Burn Daze. 1995 Burn

Burn Daze:

John Whalen becomes a desert couch potato

Namba the Clown and a Local Participant.

Namba the Clown and a Local Participant.

I hate to grouse like the sour fan whose favorite cult rock band has "sold out," but I did leave the Black Rock Desert this week feeling that the big burn had been overrun. As one equally dyspeptic attendee crabbed while staff volunteers attempted to reposition 4,000 surly spectators to a safe remove before the Man went up in smoke, "What is this, Disneyland?"

The difference between this year's throng and last year's group of about 1,500 burn-goers was like the difference between a small club performance and a stadium concert. The weirdest thing about Burning Man has always been the trance like state that a giant ritual bonfire can induce--even among cynical unhippies like me.

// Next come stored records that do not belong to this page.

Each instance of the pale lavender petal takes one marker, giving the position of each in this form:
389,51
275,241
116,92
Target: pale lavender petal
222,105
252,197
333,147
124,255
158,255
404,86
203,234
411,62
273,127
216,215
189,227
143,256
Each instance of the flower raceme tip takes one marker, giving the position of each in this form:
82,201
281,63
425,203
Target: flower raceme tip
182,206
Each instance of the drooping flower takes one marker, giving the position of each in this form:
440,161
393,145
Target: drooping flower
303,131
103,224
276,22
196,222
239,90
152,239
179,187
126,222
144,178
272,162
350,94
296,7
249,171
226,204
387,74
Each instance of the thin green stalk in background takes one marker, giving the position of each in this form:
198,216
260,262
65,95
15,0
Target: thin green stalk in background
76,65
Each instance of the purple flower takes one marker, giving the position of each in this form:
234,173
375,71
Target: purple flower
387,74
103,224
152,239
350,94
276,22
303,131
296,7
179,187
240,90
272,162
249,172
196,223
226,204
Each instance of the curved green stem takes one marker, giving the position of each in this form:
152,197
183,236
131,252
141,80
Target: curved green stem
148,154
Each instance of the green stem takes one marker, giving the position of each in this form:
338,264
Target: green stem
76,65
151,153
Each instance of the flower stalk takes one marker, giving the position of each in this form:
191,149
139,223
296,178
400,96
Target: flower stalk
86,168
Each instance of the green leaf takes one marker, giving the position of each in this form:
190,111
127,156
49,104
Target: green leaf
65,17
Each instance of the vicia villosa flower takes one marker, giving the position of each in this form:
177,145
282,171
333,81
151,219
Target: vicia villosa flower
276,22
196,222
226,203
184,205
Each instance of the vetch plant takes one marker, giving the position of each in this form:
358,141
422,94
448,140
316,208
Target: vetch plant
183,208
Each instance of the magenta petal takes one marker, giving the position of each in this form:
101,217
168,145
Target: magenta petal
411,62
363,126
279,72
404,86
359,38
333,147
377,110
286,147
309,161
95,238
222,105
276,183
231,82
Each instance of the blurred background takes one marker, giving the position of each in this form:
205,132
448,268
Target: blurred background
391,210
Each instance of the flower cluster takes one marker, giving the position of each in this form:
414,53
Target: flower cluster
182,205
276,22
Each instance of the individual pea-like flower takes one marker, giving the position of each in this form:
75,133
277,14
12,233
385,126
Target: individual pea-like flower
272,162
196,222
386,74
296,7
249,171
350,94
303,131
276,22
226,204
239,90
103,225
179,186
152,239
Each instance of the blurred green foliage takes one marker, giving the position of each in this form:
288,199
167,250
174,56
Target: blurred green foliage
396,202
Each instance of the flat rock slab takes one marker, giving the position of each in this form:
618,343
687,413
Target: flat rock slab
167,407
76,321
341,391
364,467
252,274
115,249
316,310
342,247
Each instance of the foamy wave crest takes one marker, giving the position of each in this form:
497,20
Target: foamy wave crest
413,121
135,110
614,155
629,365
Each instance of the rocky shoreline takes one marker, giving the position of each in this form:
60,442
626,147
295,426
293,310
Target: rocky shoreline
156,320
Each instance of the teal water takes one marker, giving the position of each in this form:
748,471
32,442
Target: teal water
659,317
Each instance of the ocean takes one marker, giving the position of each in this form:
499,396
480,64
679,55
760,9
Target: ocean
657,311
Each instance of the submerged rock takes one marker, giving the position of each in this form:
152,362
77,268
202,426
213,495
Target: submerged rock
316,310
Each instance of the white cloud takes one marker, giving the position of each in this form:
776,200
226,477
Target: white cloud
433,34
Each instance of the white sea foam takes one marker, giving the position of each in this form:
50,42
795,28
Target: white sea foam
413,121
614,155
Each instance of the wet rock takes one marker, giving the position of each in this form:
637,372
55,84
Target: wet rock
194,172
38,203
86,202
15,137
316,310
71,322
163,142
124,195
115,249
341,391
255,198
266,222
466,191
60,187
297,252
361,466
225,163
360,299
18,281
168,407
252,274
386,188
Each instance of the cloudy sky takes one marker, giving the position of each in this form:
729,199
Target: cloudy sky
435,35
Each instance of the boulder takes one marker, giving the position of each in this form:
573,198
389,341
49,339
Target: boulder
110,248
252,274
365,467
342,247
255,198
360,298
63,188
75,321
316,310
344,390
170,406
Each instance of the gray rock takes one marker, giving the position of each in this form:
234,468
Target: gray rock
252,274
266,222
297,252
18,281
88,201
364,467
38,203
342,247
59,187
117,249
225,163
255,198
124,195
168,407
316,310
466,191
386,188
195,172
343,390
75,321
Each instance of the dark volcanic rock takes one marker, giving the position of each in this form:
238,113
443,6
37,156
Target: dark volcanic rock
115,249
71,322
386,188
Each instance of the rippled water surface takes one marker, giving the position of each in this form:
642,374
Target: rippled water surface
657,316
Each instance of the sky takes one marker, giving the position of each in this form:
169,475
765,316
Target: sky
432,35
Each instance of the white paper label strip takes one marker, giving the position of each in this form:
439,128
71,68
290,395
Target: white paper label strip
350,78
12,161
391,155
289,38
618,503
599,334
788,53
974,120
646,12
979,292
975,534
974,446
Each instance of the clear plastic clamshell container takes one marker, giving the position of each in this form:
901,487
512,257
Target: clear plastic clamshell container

Trouble was that this year, you couldn't get close enough to or intimate enough with the action to feel the sense of, well, mob unity that Birkenstocks-wearing folk like to call "tribalism." Instead, you became a spectator in the worst sense of the word--merely watching the spectacle at a safe remove, like you would a big-screen TV event.

But the festival wasn't entirely a wash--the Man burned, and after the planned spontaneity of the combustion (TV crews had to get their requisite pictures of the increasingly irritable crowd), more than few transcendent loons dashed through the smoldering embers like dervishes. And then the hordes of frat boys who made this their first trip to the annual party, jug wine in tow, began to pass out.